Weltmarkt

Nicht nur niedrige Löhne

Ein neuer Index bietet deutschen Mittelständlern, die sich für neue Absatzmärkte und Produktionsstand­orte interessieren, Orientierungshilfe. Er zeigt auch Stärken und Schwächen von Weltregionen auf.
BDO International Business Compass (Gesamtindex). Source: Calculations HWWI/BDO Weltkarte BDO International Business Compass (Gesamtindex).

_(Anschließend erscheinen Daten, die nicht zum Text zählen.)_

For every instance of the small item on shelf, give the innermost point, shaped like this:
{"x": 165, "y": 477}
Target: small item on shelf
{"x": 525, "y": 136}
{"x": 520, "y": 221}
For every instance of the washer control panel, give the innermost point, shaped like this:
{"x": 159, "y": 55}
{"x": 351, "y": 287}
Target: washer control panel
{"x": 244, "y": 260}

Mittelständische Unternehmen sind das Rückgrat der deutschen Wirtschaft. Viele Firmen operieren global und behaupten sich gut auf dem Weltmarkt. Allerdings ist es nicht einfach festzustellen, wo sich in der Welt ein neuer Absatzmarkt auftut oder möglicherweise ein günstiger Produktionsstandort ist. Orientierungs­hilfe geben nun das Hamburgische WeltWirtschaftsInstitut (HWWI) und die Wirtschaftsprüfungsgesellschaft BDO mit ihrem neuen International Business Compass. Dieser Index bewertet Staaten als potenzielle Absatz- und Produktionsstandorte für mittelständische Unternehmen.

Das Ranking spiegelt die ökonomischen, politisch-rechtlichen und sozio­kulturellen Rahmenbedingungen von 174 Ländern wider. Erfasst werden unter anderem die Stabilität von Regierungen, Steuerhöhen, die Qualität der Infrastruktur und der Bildungsstand der Bevölkerung. Die Datengrundlage bilden laut Katharina Stepping, der Autorin der Studie, offizielle internationale Quellen. Wie erwartet, finden sich viele OECD-Staaten auf den vorderen Plätzen, aber hinter Singapur (Platz 1) und Hongkong (Platz 2). Deutschland liegt in der Gesamtbewertung auf dem 21. Rang. Afrika schneidet im Ganzen schlecht ab; einzelne Länder wie Tunesien (Platz 67), Botswana (70) oder Südafrika (77) liegen aber im oberen Mittelfeld. Insgesamt bekommt Lateinamerika bessere Noten als Asien. Japans niedrige Einstufung (140) erfolgte auf Grund seiner hohen Staatsschulden.

Wenn Chancen und Risiken einer Investition abgewogen werden, kommen viele Faktoren ins Spiel. Die Reputation eines Landes kann durchaus besser sein als seine Bewertung im neuen Index. So befinden sich etwa die G20-Mitglieder Brasilien (Platz 65), China (85), Russland (108) und Indien (110) nicht unter den Spitzenreitern und liegen deutlich hinter kleineren Staaten wie Costa Rica (47) oder Malaysia (50).

Die Autorin hat der Studie zwei Teilbewertungen angehängt, nämlich die separate Bewertung jedes Landes als potenzieller Absatzmarkt oder als Produk­tionsstandort für deutsche Unternehmen. Dabei zeigt sich, dass in Lateinamerika Brasilien und Argentinien zwar die wichtigsten Absatzmärkte sind, die günstigsten Produktionsstandorte aber in Mittelamerika liegen.

Auch in Asien zeigen sich große Unterschiede in den beiden Teilindizes: China ist mit Abstand der größte Absatzmarkt, während als Produktionsstandorte Singapur, Hongkong und Taiwan empfohlen werden – also keine Länder, die man gemeinhin als Billiglohnländer bezeichnet.

Manche Bewertungen der Studie erschließen sich nicht auf den ersten Blick – zum Beispiel bleibt unklar, warum im Gesamtranking das instabile, aber ölreiche Libyen (Platz 164) ähnlich bewertet wird wie das ebenfalls instabile, aber sehr arme Pakistan (165). Das kann daran liegen, dass Pakistan mit seiner riesigen Bevölkerung potenziell auch ein riesiger Absatzmarkt ist, zum Verständnis wären hier aber genauere Angaben nötig. Der BDO International Business Compass liefert sie nicht. Er sei nur als „nützliche Arbeitshilfe für mittelständische Unternehmer“ gedacht, sagt Arno Probst von BDO.